Come se non bastassero l’avvento della Tares e i rincari un po’ in tutti i settori di consumo, inclusi alcuni “di necessità” come riscaldamento o pedaggi autostradali, questo avvio di 2013 è foriero anche di un altro nome che è da mesi un incubo per i contribuenti italiani: il redditometro.

Già oggi, infatti, è prevista in Gazzetta Ufficiale la pubblicazione dell’apposito decreto che darà ufficialmente il via alla nuova diavoleria del fisco, in grado di valutare la rispondenza tra dichiarazioni di reddito e tenore di vita, per mezzo di cento voci-spia che certifichino l’assonanza tra spese sostenute e guadagni ufficialmente riportati.

Con il nuovo anno, insomma, la contabilità pubblica nazionale mostra il suo volto più crudele, mettendo in pratica per la prima volta un monitoraggio tra le abitudini di consumo private delle famiglie e la base imponibile da queste dichiarata.


E se qualcuno, a leggere queste righe, sta cercando una soluzione per mettersi al riparo, meglio abbandonare l’idea e, per i meno avveduti, pregare: il primo screening vedrà coinvolte infatti le dichiarazioni emesse nel 2010 riguardo i redditi accumulati l’anno precedente.

Insomma, è tutto già scritto, non si può fare altro che aspettare, nella speranza di passare indenni dai cecchini dell’Agenzia delle Entrate.

Sono 55 i modelli famigliari entro cui verranno ascritti tutti i nuclei del Paese, 11 tipologie per cinque aree geografiche, che finiranno sotto l’occhio indagatore del fisco, disposto a graziare i contribuenti entro la soglia del 20% di differenza tra reddito dichiarato e stimato in base al comportamento di consumo.
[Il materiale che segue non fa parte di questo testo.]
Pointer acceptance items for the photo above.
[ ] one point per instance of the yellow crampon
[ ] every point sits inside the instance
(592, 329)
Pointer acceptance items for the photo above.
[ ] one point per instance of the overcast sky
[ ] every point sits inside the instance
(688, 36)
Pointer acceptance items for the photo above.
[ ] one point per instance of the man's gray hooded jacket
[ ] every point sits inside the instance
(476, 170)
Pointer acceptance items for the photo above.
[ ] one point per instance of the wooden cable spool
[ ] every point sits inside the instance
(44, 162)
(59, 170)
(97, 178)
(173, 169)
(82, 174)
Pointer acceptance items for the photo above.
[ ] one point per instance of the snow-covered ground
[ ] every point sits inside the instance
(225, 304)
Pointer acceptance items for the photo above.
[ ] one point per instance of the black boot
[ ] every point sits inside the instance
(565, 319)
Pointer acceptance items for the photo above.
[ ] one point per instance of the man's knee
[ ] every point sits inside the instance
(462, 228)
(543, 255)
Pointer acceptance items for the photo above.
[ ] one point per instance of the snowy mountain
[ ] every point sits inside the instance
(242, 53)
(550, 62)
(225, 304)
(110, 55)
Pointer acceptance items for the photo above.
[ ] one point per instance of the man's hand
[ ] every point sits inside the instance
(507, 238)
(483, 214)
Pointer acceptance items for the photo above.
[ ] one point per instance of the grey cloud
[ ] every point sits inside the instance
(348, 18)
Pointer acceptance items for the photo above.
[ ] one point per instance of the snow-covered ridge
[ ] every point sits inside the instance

Come detto, le voci che certificheranno la coerenza o meno del comportamento posto in essere dalle famiglie italiane sono addirittura 100, includendo categorie merceologiche disparate, dall’abbigliamento, allo sfruttamento di risorse quali l’energia elettrica o il gas, fino agli investimenti sostenuti, il possesso di articoli tecnologici, inclusi i telefonini, e anche il supporto di collaboratori domestici.

Naturalmente, uno degli ambiti più battuti dalla caccia all’evasore è quello dei trasporti, includendo, con ciò, anche le spese ritenute necessarie per il mantenimento di auto di lusso e non, barche, moto la cui proprietà possa risultare in distonia con il regime contributivo ufficialmente dichiarato.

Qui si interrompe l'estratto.